Sísifo Não Está Feliz

Desculpe, Camus, mas não consigo imaginar como feliz um homem condenado pelos deuses a empurrar, eternamente, uma pedra morro acima — só para vê-la sempre rolar de volta. Não consigo, e não quero, imaginar Sísifo feliz.

É preciso reconhecer: há dignidade em sua persistência. Há grandeza na consciência de seu fardo. A descida, para ele, pode ser uma pausa contemplativa, um intervalo de silêncio entre dois ciclos. Mas há um limite tênue — e perigoso — entre o reconhecimento da condição absurda e a transformação da dor em ornamento.

Mais que ousadia filosófica, converter a resistência em felicidade parece um disfarce. Um consolo palatável para uma realidade insuportável.

Imaginar Sísifo feliz é, nesse contexto, mais do que uma metáfora: é uma forma de resignação. É aceitar o castigo como destino legítimo, transfigurar a pena em virtude e recobrir a compulsão com o verniz da escolha. Trata-se de um gesto que, embora travestido de força, contém o risco de nos anestesiar diante do inaceitável.

Tal imagem pode nos cegar para as estruturas — históricas, sociais, simbólicas — que impõem a pedra. Pode nos desviar o olhar dos deuses — desses entes, simbólicos ou reais, que ditam os ciclos e assistem de cima.

O foco excessivo no sujeito que resiste apaga a mão que pune. E o questionamento que poderia subverter o sistema cede espaço à admiração romântica de quem suporta.

Talvez o mais urgente não seja imaginar Sísifo feliz, mas questionar a legitimidade do poder que o condena.

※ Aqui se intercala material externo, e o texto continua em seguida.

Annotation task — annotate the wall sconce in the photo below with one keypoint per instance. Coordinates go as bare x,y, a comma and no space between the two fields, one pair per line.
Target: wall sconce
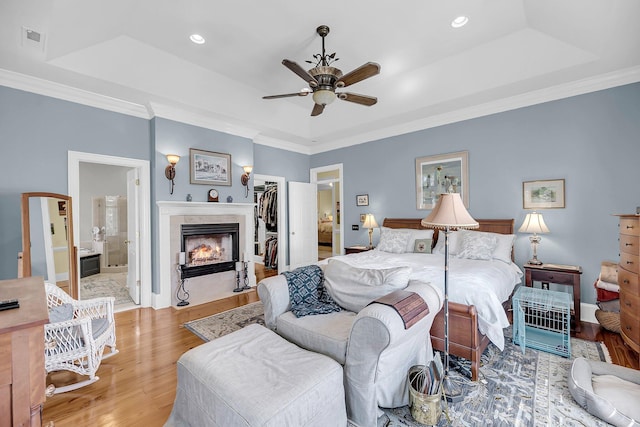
245,179
170,170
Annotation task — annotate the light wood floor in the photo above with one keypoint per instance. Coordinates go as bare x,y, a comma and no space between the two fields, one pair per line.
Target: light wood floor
137,386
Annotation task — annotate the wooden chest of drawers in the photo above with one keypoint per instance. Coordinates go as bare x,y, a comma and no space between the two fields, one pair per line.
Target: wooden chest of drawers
628,280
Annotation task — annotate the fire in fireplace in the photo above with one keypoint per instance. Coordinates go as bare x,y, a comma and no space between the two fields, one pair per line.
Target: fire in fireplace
209,248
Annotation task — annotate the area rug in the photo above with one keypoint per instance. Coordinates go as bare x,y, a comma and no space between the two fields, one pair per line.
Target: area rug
515,389
106,285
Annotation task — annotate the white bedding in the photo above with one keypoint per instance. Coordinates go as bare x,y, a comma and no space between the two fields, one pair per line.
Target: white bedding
484,284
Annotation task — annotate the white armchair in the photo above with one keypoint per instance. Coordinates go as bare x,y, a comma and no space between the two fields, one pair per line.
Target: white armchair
372,345
77,335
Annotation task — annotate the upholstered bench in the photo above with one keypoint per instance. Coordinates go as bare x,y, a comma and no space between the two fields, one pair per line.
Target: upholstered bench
253,377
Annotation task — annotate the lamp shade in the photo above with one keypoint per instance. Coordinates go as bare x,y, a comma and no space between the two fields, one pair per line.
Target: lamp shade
370,222
173,158
533,223
449,212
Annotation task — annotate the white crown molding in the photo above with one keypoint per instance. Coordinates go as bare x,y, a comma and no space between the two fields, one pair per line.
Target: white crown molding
282,144
68,93
201,120
72,94
578,87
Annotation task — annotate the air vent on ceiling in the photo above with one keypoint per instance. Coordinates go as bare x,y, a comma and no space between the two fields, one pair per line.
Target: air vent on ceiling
32,38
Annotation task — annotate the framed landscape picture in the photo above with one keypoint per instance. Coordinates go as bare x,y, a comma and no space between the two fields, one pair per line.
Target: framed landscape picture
362,200
209,168
543,194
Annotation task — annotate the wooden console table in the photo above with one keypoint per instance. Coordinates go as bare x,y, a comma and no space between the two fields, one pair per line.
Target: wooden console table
22,373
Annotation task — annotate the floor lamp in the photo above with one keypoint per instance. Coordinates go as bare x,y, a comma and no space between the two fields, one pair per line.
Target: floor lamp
448,213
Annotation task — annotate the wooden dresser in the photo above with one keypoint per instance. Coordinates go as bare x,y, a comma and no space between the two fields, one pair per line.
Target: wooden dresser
22,373
628,280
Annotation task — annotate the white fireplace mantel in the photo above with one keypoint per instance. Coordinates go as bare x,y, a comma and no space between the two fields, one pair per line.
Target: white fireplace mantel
167,260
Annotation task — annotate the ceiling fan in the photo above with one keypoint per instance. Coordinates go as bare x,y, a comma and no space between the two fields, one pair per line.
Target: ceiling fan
323,79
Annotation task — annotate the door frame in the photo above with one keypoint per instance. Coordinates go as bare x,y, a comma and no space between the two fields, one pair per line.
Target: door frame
144,214
283,247
313,178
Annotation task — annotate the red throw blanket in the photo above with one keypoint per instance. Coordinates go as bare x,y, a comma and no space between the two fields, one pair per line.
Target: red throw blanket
409,305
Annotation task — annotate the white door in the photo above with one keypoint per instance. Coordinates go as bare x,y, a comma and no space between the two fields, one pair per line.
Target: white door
303,226
133,234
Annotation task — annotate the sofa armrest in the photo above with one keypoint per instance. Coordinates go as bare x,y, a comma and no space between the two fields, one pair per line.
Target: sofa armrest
381,351
274,294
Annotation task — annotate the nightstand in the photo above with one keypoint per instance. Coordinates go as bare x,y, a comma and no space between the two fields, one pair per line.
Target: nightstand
568,275
356,249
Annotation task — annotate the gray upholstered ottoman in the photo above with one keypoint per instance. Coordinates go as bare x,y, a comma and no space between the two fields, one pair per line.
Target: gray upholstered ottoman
253,377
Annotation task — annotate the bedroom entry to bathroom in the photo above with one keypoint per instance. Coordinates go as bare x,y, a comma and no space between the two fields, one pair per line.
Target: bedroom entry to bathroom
107,233
329,182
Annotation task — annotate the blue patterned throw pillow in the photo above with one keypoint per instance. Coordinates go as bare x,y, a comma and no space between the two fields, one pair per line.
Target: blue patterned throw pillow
307,293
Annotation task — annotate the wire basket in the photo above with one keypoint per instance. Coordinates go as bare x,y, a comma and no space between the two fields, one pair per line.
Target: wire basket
609,320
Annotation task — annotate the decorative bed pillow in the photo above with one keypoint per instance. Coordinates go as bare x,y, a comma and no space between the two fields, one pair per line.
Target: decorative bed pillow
476,245
393,241
453,243
353,288
422,246
307,292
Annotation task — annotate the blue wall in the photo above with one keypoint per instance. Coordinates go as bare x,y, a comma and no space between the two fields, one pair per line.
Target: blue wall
36,132
591,141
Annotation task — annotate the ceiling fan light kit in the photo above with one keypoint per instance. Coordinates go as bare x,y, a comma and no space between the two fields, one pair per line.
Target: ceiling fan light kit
324,79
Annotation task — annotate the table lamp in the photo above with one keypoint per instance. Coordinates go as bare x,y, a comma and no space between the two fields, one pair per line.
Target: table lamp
534,223
370,223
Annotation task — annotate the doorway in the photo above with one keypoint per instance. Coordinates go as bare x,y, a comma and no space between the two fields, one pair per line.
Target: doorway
111,227
329,216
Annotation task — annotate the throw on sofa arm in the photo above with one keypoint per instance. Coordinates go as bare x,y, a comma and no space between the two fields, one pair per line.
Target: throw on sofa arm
378,351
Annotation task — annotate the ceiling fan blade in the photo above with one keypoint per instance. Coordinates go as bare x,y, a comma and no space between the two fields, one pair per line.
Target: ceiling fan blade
287,95
304,75
358,99
365,71
317,109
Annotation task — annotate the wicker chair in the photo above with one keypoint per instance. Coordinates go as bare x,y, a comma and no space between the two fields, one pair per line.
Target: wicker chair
78,344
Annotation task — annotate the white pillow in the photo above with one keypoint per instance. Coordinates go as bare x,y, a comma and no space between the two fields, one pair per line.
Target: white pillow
393,240
415,235
453,243
476,245
504,247
353,288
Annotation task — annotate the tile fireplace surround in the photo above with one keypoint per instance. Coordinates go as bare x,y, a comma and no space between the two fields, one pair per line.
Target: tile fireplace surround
212,286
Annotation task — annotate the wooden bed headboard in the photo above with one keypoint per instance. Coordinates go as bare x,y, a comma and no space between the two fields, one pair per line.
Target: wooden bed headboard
502,226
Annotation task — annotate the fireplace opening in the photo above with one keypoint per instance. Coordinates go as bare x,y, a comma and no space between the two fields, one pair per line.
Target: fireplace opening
209,248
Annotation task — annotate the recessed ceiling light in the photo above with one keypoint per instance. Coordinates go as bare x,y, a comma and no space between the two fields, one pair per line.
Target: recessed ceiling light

Por que aceitar como imutável algo só porque o chamam de divino? Se o próprio Sísifo já desafiou e enganou os deuses antes, por que não poderia fazê-lo de novo? O que torna o castigo eterno tão certo assim? Talvez não seja o ciclo que o aprisiona, mas a fé cega na autoridade que o criou.

No mais, não nego que a dor tenha algo a dizer. Encará-la com lucidez não é o mesmo que se curvar a ela. Pelo contrário: é uma forma de marcar seus contornos, de conhecê-la por dentro — para que não se torne um pano de fundo indistinto.

Há uma diferença fundamental entre aceitar a realidade e ser engolido por ela.

O que proponho não é uma recusa à possibilidade de sentido, mas à pressa em nomeá-lo. Talvez seja preciso sustentar o vazio por um tempo, reconhecer o gosto amargo sem diluí-lo, para que, se um dia houver doçura, ela não venha como engano, mas como contraste legítimo.

Se me for dado um copo de líquido amargo, não o brindarei. Mas tampouco o negarei. Beberei cada gota com lucidez, não por devoção ao amargo, mas para que ele permaneça como memória, como contraste necessário à doçura que talvez venha. E se não vier, eu ao menos terei experimentado a realidade.

É por isso que recuso a ilusão de que o fardo constante possa ser confundido com alegria. Tal ilusão anula a possibilidade de outro caminho, de outra vida, de outra lógica.

Prefiro encarar o real em sua inteireza — com tudo que tem de áspero, de denso, de belo. Prefiro ver Sísifo como ele é: exausto, ciente, não resignado. Talvez ainda esperançoso — não por uma dádiva dos céus, mas por uma pequena fresta de ruptura no tecido da eternidade.

E se não por Sísifo — que se cala, que sobe e desce em silêncio — então pelos que o olham e recusam transformar seu suplício em fábula edificante. Pelos que se indignam. Pelos que resistem à tentação de converter o absurdo em conforto. Pelos que, ao vê-lo, preenchem-se com o real, nu e cru — e por isso bom.

Como disse Pessoa:

“Tudo é real, e tudo está certo.”

Inclusive — e sobretudo — o que jamais deveria estar.